By an interesting coincidence (or possibly not), 26th District Rep. Jan Angel and State Sen. Derek Kilmer have both authored op-eds on these pages in succeeding weeks. And while each correctly identifies job-creation as the top priority for the upcoming legislative session in Olympia, they offer decidedly different roadmaps for getting there.
With the exception of the need to reform unemployment insurance and worker’s compensation regulations, where both seem to agree this is neither the time nor the place to punish employers, Kilmer offers the standard Democratic remedy of spending our way of a recession, while Angel and her fellow Republicans counter that higher taxes and bureaucratic red tape can only delay — if not kill — economic recovery.
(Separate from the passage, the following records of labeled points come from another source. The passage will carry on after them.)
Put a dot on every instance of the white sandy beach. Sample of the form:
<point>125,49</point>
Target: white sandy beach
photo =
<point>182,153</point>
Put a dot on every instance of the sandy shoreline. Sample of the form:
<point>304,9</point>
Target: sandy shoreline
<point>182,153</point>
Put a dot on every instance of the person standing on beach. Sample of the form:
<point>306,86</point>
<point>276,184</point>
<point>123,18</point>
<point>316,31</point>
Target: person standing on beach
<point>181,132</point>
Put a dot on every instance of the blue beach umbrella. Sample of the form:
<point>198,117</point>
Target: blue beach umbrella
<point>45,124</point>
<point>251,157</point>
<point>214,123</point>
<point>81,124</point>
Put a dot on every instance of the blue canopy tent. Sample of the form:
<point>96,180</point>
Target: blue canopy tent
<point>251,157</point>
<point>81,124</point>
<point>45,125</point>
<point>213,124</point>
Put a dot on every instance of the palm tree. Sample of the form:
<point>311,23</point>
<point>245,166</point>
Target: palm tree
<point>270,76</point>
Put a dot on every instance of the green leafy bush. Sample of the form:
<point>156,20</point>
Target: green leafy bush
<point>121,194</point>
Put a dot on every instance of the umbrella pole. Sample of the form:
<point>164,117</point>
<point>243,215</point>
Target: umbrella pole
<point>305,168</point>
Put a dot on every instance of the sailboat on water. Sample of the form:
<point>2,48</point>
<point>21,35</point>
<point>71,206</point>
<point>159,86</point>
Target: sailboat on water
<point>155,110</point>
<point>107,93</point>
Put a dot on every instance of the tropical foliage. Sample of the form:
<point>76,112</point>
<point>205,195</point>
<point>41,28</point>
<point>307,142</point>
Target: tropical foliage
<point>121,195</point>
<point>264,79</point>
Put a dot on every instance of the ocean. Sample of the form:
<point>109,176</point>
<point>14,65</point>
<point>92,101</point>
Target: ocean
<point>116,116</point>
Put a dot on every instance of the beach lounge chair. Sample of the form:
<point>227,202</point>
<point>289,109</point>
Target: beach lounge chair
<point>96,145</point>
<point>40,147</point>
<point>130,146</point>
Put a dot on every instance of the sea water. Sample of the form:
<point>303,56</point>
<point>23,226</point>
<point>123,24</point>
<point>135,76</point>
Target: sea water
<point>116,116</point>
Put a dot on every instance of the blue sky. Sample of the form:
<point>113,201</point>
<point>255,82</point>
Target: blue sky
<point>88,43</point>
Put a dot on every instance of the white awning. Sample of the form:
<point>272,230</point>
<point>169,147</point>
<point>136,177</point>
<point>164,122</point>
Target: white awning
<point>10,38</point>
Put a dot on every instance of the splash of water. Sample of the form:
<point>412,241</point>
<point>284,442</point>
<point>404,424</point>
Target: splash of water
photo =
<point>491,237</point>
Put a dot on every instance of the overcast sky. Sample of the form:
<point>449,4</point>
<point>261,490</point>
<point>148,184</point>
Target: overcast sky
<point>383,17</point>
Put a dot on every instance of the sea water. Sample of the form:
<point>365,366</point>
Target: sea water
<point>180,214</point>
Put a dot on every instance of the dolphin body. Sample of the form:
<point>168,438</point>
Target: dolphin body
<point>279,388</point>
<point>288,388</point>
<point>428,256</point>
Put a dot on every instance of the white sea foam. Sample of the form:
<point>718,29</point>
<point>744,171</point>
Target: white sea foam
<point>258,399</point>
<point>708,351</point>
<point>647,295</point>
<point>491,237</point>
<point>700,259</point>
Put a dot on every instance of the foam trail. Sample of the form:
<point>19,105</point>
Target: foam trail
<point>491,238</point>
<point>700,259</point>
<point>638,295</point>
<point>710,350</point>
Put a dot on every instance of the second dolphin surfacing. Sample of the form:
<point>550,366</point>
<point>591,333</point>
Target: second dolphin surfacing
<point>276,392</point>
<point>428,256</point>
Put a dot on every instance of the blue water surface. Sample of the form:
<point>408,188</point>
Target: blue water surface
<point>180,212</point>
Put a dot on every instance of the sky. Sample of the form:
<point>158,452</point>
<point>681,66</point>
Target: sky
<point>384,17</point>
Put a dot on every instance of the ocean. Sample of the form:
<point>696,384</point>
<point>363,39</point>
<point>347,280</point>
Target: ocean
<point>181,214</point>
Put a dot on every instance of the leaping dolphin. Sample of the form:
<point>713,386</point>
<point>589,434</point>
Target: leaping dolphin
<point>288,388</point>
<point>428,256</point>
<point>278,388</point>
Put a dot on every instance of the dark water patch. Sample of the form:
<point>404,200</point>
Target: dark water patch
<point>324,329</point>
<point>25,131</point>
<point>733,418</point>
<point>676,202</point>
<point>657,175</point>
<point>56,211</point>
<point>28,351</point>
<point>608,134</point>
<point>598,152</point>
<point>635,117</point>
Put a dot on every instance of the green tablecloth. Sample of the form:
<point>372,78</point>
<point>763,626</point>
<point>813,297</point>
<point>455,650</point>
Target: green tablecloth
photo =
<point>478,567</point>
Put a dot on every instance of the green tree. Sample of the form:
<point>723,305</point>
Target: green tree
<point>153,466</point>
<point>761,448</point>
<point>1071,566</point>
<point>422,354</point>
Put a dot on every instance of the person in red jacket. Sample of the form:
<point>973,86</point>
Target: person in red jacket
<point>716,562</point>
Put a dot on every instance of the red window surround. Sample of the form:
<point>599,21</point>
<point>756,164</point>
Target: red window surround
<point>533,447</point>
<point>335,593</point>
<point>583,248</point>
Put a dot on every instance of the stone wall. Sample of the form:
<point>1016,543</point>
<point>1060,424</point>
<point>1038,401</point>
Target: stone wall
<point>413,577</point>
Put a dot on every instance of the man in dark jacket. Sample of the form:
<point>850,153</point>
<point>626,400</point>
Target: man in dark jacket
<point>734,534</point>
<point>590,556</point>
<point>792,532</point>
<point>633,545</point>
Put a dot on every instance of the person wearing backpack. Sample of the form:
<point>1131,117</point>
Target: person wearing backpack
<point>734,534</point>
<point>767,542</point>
Among Kilmer’s other “job-creating” schemes are spending more on education and throwing a bone to another of the left’s cherished supporters — the environmental lobby — by backing legislation that would “stimulate our clean-energy industry by encouraging the development of renewable technologies and promoting efficiency programs.”
Angel, meanwhile, argues, “We need to stop digging ourselves deeper with more regulations and higher taxes and fees that destroy jobs.”
From where we sit, Angel’s laissez-faire outlook makes more sense because it allows the marketplace to heal itself rather than expecting politicians to do it by picking winners and losers.
If Kilmer believes clean-energy companies are a sound bet, for example, let him speculate with his own money. But when it comes to taxpayer dollars, government shouldn’t be subsidizing ventures so risky they can’t secure capital in the private-sector.
Lest we forget, the economy is in the shape it’s in now because of the shotgun wedding arranged over the years between lenders and federal and state regulators. With that in mind, you can bet the quickest path to recovery is the one that involves the least government intervention, not more of the same.
Angel appears to recognize that. Kilmer doesn’t.